We call polynomial $S(x)\in\mathbb{R}[x]$ sadeh whenever it's divisible by $x$ but not divisible by $x^2$. For the polynomial $P(x)\in\mathbb{R}[x]$ we know that there exists a sadeh polynomial $Q(x)$ such that $P(Q(x))-Q(2x)$ is divisible by $x^2$. Prove that there exists sadeh polynomial $R(x)$ such that $P(R(x))-R(2x)$ is divisible by $x^{1401}$.
Problem
Source: Iran MO Third Round A1
Tags: algebra, polynomial
alinazarboland
08.09.2022 19:46
Clearly $P(0)=0$. Now take derivate from that polynomial to get that $P'(0)=2$ since $Q'(0)$ is non-zero.

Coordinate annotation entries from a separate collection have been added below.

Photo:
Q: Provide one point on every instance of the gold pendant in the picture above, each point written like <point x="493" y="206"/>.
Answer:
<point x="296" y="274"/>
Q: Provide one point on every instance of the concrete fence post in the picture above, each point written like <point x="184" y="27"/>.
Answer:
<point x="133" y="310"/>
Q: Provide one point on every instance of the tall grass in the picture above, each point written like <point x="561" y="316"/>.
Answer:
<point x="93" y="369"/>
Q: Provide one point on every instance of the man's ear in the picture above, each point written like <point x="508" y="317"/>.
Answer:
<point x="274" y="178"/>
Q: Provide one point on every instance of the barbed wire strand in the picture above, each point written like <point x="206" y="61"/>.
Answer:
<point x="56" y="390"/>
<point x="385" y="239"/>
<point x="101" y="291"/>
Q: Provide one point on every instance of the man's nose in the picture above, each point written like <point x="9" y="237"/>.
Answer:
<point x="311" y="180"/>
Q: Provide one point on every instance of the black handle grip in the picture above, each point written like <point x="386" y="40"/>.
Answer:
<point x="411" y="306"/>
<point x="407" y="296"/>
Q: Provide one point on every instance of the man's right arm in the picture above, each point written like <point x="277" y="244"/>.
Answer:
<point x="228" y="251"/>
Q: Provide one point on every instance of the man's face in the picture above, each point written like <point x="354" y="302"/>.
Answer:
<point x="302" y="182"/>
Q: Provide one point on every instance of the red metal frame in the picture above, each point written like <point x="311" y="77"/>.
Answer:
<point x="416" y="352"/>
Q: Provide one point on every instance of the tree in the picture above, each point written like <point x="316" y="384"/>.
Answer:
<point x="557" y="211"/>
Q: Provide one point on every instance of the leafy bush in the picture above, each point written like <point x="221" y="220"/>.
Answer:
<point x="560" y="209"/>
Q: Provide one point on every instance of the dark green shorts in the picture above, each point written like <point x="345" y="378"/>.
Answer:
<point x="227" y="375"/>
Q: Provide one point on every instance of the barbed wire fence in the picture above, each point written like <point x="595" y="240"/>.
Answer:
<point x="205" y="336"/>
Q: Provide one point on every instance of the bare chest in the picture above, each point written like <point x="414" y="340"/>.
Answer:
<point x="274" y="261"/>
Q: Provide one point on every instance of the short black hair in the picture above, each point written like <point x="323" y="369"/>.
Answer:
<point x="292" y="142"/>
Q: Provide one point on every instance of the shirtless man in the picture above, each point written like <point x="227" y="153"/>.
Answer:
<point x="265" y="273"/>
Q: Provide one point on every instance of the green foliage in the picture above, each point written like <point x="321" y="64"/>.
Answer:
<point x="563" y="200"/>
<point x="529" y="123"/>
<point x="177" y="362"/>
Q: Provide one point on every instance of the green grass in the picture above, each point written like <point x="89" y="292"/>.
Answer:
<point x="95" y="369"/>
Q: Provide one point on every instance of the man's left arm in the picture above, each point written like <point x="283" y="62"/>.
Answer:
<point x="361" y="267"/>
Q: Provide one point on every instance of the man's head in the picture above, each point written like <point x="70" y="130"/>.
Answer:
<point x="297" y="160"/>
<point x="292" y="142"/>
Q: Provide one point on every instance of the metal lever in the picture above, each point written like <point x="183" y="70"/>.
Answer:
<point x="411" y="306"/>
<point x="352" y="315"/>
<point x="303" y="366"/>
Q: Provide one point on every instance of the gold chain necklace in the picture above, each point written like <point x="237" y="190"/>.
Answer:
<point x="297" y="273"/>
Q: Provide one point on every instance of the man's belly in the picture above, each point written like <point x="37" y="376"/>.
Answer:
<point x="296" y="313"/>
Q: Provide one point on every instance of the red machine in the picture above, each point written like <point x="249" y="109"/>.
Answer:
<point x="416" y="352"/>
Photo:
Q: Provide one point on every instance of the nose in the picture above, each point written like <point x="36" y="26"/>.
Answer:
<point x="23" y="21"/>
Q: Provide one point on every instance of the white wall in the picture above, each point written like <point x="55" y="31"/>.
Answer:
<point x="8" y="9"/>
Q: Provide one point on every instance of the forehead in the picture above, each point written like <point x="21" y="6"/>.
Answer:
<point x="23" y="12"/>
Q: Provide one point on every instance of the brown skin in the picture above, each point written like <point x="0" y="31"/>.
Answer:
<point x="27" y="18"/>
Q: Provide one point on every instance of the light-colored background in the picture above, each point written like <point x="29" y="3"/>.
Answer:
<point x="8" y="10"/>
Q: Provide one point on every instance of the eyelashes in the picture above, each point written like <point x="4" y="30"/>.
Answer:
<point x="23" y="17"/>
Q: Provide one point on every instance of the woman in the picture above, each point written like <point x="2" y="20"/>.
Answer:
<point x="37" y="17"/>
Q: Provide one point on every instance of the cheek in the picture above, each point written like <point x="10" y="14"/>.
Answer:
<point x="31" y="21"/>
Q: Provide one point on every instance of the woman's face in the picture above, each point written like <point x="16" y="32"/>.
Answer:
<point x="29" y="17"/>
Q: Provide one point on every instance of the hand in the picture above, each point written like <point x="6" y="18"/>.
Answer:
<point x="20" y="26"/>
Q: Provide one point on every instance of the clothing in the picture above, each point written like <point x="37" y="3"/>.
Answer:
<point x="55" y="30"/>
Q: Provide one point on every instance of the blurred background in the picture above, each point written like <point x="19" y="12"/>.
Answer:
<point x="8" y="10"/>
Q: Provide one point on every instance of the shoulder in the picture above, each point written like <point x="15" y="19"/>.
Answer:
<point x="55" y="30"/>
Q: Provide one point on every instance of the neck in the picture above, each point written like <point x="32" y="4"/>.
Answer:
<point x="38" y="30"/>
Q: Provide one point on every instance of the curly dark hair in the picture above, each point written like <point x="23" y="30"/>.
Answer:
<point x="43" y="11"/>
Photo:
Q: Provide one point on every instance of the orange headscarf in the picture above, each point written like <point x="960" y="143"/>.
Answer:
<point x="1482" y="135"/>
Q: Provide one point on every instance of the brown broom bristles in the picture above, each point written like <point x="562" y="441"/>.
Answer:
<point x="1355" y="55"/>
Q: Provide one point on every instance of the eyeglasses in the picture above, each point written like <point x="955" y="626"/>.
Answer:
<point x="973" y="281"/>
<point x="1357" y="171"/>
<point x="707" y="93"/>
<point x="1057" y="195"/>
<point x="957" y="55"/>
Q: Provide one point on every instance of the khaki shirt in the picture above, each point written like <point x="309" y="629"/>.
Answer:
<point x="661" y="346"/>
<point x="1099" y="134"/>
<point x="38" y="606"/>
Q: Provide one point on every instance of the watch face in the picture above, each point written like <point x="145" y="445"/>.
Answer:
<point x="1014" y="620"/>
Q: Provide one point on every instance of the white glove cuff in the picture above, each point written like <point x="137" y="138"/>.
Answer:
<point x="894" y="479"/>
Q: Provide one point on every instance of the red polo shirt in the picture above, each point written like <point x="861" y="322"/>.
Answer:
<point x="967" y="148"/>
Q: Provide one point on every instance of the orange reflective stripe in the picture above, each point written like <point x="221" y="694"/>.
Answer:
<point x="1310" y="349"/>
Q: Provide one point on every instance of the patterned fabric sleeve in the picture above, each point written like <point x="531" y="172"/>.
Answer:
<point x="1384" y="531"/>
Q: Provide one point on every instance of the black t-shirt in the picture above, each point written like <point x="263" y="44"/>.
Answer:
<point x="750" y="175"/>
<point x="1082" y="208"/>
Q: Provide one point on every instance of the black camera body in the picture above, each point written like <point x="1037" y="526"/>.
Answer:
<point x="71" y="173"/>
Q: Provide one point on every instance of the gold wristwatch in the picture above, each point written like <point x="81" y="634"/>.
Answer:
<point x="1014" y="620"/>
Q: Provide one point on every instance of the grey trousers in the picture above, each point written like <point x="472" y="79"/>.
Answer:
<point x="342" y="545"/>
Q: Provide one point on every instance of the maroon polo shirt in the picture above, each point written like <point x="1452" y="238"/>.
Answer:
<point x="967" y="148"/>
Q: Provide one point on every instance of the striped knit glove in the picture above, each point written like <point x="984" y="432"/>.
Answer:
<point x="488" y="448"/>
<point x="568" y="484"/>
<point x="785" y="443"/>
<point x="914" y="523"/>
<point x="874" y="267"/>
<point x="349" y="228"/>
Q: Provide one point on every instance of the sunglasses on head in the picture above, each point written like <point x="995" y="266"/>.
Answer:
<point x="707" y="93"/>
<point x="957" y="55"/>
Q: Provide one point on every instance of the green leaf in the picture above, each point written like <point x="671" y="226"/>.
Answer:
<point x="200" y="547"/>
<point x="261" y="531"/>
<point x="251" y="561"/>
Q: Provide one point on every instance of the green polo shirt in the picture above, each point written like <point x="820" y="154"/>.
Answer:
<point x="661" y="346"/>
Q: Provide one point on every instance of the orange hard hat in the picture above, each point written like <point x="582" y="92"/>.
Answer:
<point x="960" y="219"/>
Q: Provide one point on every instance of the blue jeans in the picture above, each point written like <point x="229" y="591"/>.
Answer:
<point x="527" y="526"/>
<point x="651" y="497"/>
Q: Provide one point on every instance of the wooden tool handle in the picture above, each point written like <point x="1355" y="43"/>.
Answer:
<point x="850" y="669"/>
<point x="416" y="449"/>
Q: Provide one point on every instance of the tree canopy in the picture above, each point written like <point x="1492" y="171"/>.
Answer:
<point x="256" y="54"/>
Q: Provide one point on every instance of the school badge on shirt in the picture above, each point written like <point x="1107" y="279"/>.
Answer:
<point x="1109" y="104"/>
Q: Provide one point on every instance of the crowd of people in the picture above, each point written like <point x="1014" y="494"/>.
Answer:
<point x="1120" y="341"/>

Now we're looking for some $R$ st $R(0)=0$ , $R'(0)$ is non-zero (*), and the polynomial $S(x) = P(R(x))-R(2x)$ satisfies $S^{(i)}(0) = 0 $ for $1 \leq i \leq 1401$ but this is just a system of 1401 linear equation (where each equation has a new variable which is $R^{(i)}(0)$ which will be sth) and we should only fulfill (*) which holds by the fact that $P$ is "sadeh"(which means simple in persian) and we sould've the desired polynomial
topologicalsort
02.01.2025 14:41
Let $Q(x) = x\cdot A(x)$ with $A(0) \neq 0$. Since $P(0) = 0$, let $P(x) = x \cdot T(x)$. We have that $$x \mid A(x)\cdot T(xA(x))-2\cdot A(2x)$$so $T(0) =2$ and let $T(x) = 2+x\cdot B(x)$. Now the expression becomes $$2\cdot A(x)+x\cdot A(x)^2\cdot B(xA(x))-2\cdot A(2x)$$We will inductively constuct $A_n(x)$ such that $\operatorname{deg}A_n(x) < n$ and $$x^n \mid 2\cdot A_n(x)+x\cdot A_n(x)^2\cdot B(xA_n(x))-2\cdot A_n(2x)$$for all $n$. We can set $A_1(x) = c$ for some non-zero $c$ and assume we have constructed $A_n(x)$. Let $A_{n+1}(x) = a_nx^n+A_n(x)$. The coefficient of $x^n$ in the expression is $$2a_n+C-2 \cdot 2^na_n$$where $C$ is the coefficient of $x^n$ in $x\cdot A_{n+1}(x)^2\cdot B(xA_{n+1}(x))$ which does not depend on $a_n$. Now $a_n = \frac{C}{2(2^n-1)}$ is enough for $A_{n+1}$ to satisfy the condition. Finally $R(x) = x\cdot A_{1500}(x)$ finishes the problem.